The most common decision a personal firewall asks you to make is whether to let a particular program access the Internet. You'll get such prompts most often when you first install the firewall. The question can be confusing because you may not recognize the name of your e-mail client's executable, or the Windows system compo- nents that access the Internet. It's good to start with as clean a system as possible. Update your virus definitions and perform a full system scan before you install the firewall; this should catch any Trojans on your system. Then you can safely answer Yes to the access requests you get the first time you go online.

For access requests after that, look at the program's information. If you don't recognize it, think about what you were doing before getting the prompt. If you just installed software or selected a command that might trigger communication, the request is probably valid. If you're unsure, tell the firewall to block it but to prompt you if the program again requests access. If saying No blocks something you want to do, say Yes the next time you're prompted.

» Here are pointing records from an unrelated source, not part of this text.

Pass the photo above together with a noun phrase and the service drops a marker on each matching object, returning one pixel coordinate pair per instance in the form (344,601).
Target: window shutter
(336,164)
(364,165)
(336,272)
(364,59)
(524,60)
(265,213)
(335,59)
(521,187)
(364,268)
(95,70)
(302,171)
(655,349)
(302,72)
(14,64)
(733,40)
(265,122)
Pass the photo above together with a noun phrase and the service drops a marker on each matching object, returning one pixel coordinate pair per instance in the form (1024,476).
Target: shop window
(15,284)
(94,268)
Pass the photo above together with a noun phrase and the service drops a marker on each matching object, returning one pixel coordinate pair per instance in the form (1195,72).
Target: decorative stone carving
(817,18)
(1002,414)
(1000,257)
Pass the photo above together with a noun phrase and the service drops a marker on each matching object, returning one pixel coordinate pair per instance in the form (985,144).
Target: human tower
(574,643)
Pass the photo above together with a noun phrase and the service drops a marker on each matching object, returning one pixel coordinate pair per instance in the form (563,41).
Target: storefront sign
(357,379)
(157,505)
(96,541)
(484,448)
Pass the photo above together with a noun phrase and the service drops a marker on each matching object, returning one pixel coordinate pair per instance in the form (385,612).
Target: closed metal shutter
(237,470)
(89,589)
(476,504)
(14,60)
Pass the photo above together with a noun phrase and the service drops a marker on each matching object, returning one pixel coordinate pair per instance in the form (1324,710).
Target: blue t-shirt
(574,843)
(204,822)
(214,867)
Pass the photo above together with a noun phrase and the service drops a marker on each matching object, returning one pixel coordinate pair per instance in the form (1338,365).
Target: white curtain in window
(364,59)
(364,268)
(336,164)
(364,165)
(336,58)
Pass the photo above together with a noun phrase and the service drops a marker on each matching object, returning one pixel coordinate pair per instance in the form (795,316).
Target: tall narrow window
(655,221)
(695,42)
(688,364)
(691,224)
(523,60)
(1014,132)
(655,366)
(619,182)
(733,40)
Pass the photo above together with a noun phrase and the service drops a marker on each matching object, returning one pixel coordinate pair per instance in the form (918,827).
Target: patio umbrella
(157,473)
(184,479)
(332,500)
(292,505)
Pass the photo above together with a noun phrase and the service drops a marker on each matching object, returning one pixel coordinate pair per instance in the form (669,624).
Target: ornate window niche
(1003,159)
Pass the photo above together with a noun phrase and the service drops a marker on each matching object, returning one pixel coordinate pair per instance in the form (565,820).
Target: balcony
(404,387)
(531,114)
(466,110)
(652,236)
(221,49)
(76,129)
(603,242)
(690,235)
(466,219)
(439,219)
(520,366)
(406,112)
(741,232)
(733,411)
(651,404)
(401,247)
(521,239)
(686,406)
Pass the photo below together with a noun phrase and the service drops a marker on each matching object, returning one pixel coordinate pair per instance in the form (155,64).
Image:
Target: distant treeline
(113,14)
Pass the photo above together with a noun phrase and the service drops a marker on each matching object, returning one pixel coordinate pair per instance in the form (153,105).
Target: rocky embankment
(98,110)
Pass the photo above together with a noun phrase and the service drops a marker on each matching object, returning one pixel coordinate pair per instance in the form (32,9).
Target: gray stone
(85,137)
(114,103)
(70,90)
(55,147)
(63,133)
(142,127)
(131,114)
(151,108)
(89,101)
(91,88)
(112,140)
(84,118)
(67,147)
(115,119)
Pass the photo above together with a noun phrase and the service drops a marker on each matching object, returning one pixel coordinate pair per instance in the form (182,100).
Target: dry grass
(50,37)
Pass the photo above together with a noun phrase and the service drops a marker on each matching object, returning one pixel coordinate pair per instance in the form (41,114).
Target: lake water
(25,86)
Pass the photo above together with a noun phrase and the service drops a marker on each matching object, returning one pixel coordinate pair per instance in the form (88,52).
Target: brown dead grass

When your firewall won't let you do something, resist the temptation to punch a hole in the wall rather than trying to define a pinhole that will keep your computer safe. If you want to access your work computer from home, it's easier to give full access to the file-sharing ports or turn off your firewall than to figure out how to give file-sharing access only to your home computer's IP address. But it's worth taking the time to do the job right, or else your computer will be left open to attack.

Several Web-based vulnerability tests can tell you how well protected you are:

Shields Up ( www.grc.com/x/ ne.dll?bh0bkyd2 )

PC Flank ( http://www.pcflank.com/about.htm )

Sygate Tests ( http://scan.sygate.com )

Run one of these and you'll see why you need to insert a firewall between yourself and the Internet.